お名前: 四角五角
第二次大戦中、ナチス統治下のデンマークを扱った「誰がため」を観てきました。
舞台は大戦中のデンマーク。主人公はナチス統治下にあってナチに協力的なデンマーク人やナチ幹部を殺すレジスタンス。組織のリーダーの指示に従って次々と暗殺を繰り返すシトロエンとフレイム。しかし、ある暗殺において自分たちの暗殺が本当に反ナチの為なのか疑問が生じる。疑問は疑惑を生み、疑惑は不信を生む。そして、組織のリーダーが実はロンドンからの指令による暗殺ではなく自分に都合の悪い人物を暗殺させていた事に気づく。誰も信じられなくなった二人は残った組織の仲間とデンマークにおけるゲシュタポ幹部の暗殺を実行する。果たして二人の運命は…?
デンマークで英雄とされている二人の実在したレジスタンスの話です。正直、どうにも陰鬱で明るさとはほど遠い作品でした。しかも、信じていた者の全てに裏切られて戦った二人の最後はあまりに悲しい。
この種の映画を観る時、私は自分がどちらの側の人間になるか考えてしまう。レジスタンスとして戦うか、侵略者に協力するか、何も関知しない一市民として生きるか。この作品の宣伝文「ただ”生きる”ためなら降伏を。だが、”存在する”ためには戦いを」という文句が重い。
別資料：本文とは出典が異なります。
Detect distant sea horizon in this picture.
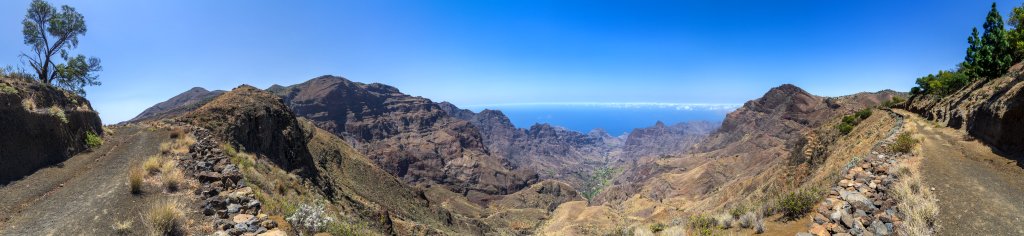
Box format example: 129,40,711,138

しかし、この作中の出てくる女性はしたたかです。パンフの評論家が書いていましたが「女は現実を追い、男は理想に賭けて戦争を生きる」という言葉を読んで「ああ、ルパン三世と峰不二子の関係そうだものな〜」なんてちょっと的はずれな感想を得ました。
評価
☆×2>余韻に浸れます
[2010年03月17日00時44分]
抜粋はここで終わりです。